Athlonite | AMD | Athlonx2 7750BE (kuma B3)@ 2700MHz | 52.1325secs  17.146575Gflops | x64 bit


----------



## Hockster (Apr 18, 2010)

*Add me*

Hockster | Intel | i7 860@3684 | 43.5343 | 11.8171 64 bit, 8 threads


----------



## newtekie1 (Apr 18, 2010)

Table Updated


----------



## [-erick-] (May 7, 2010)

[-erick-] | Intel | i7 920 4.2ghz | 54.03576 GF | 12.865 | 32bit | 4cores






are my numbers correct?


----------



## Fitseries3 (May 19, 2010)

*Add This Hahah!*

Fitseries3 | Intel | 2x Xeon x5677 @ 4.24ghz (westmere-EP) |103.5649| 8.63125 | 64-bit | 16thread SR2 FTW


----------



## boulard83 (May 19, 2010)

thats some serious Gflops !


----------



## Bot (May 19, 2010)

Fitseries3 said:


> Fitseries3 | Intel | 2x Xeon x5677 @ 4.24ghz (westmere-EP) |*103.5649*| 8.63125 | 64-bit | 16thread *SR2 FTW*


slaughterhouse 
thx for showing this fits


----------



## newtekie1 (May 19, 2010)

Table updated.

And thank you fits for cracking 100 GLOPS and breaking the table...it was fun to go back and 0 fill the rest of the scores on my netbook so the table would sort right...ya lucky bastard!


----------



## Fitseries3 (May 19, 2010)




----------



## JrRacinFan (May 19, 2010)

JrRacinFan | AMD | Phenom II 720 BE @ 3.6 |034.9885| 9.719 | 64-bit | 3 Threads






Just verify I am running @ 3.6Ghz
http://img.techpowerup.org/100519/Capture039.jpg

Nice fits!!!!


----------



## newtekie1 (May 19, 2010)

Table updated.

Hey fits, have you tried running to different processors in that board?  I was just wondering if it was true that eVGA made it possible.  And what about UP processors?


----------



## Fitseries3 (May 19, 2010)

it can only run xeons with dual qpi. you can however run 2 different ones though. i only have these atm


----------



## gja822 (May 26, 2010)

*Add me*

gja822 | AMD | Athlon 64 x2 Dual Core 5200+ @ 2.8GHz | 003.30962 | 01.18120 | 32bit | 

I wonder, why it is SO low, the GFlops/GHz I mean.


----------



## Athlon2K15 (May 26, 2010)

*add me please*

AthlonX2 | Intel | Xeon W3520 4ghz | 056.7980 | 15.738 | 64-bit |


----------



## newtekie1 (May 26, 2010)

Table updated.



gja822 said:


> gja822 | AMD | Athlon 64 x2 Dual Core 5200+ @ 2.8GHz | 003.30962 | 01.18120 | 32bit |
> 
> I wonder, why it is SO low, the GFlops/GHz I mean.

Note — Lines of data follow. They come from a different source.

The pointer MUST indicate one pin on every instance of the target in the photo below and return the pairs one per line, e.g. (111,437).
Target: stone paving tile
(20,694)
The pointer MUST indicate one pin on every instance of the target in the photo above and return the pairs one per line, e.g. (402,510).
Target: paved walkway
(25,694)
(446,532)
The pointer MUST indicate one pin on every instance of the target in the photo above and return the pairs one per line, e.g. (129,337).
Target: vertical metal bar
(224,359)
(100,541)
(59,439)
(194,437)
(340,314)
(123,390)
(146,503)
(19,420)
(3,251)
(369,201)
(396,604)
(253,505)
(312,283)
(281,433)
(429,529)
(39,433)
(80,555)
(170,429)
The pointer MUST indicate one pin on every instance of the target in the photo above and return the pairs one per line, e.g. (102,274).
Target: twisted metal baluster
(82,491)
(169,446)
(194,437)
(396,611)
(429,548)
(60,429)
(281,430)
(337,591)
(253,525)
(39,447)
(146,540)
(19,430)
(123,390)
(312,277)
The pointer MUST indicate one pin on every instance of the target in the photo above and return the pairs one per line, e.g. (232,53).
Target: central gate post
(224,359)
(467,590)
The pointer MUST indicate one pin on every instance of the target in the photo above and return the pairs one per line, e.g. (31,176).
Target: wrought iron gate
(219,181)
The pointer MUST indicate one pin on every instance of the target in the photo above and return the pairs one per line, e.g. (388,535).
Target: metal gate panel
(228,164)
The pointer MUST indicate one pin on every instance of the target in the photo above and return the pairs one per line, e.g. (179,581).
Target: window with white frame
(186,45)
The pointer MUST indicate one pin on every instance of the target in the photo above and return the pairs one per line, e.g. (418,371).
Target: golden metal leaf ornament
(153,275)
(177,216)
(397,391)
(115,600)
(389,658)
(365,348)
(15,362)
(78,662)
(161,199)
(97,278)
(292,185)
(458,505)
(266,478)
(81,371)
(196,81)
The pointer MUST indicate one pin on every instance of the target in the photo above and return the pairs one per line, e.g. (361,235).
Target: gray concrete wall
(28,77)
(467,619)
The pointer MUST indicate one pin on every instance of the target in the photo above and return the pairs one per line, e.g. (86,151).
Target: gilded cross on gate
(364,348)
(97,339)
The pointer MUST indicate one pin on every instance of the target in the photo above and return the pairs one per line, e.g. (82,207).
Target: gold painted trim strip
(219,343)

It doesn't seem too bad for your processor, maybe a little low, but not majorly low.


----------



## Athlonite (May 27, 2010)

me again with a small OC to 3.0GHz 

Athlonite | AMD | Athlon x2 7750BE 3.0GHz | 48.504 | 016.168| 64-bit |


----------



## AhokZYashA (May 27, 2010)

add me
its my laptop, 
stock and fully stable with undervolting
AhokZYashA | Intel | Core 2 Duo T5450 @ 1.66GHz | 006.68582 | 002.00755 | 32-bit | 2GB of RAM but only ~800MB are available.


----------



## Athlonite (May 27, 2010)

AhokZYashA said:


> add me
> its my laptop,
> stock and fully stable with undervolting
> AhokZYashA | Intel | Core 2 Duo T5450 @ 1.66GHz | 006.68582 | 002.00755 | 32-bit | 2GB of RAM but only ~800MB are available.
> ...



maybe you would like to shut down all the stuff sitting in the systray like uTorrent and the other unnecessary programs that are stealing valuable CPU cycles


----------



## AhokZYashA (May 27, 2010)

ill try that again this night, 
also ill try that with my pc..
because im not at home now.
:grin:


----------



## Bjorn_Of_Iceland (May 27, 2010)

gja822 said:


> gja822 | AMD | Athlon 64 x2 Dual Core 5200+ @ 2.8GHz | 003.30962 | 01.18120 | 32bit |
> 
> I wonder, why it is SO low, the GFlops/GHz I mean.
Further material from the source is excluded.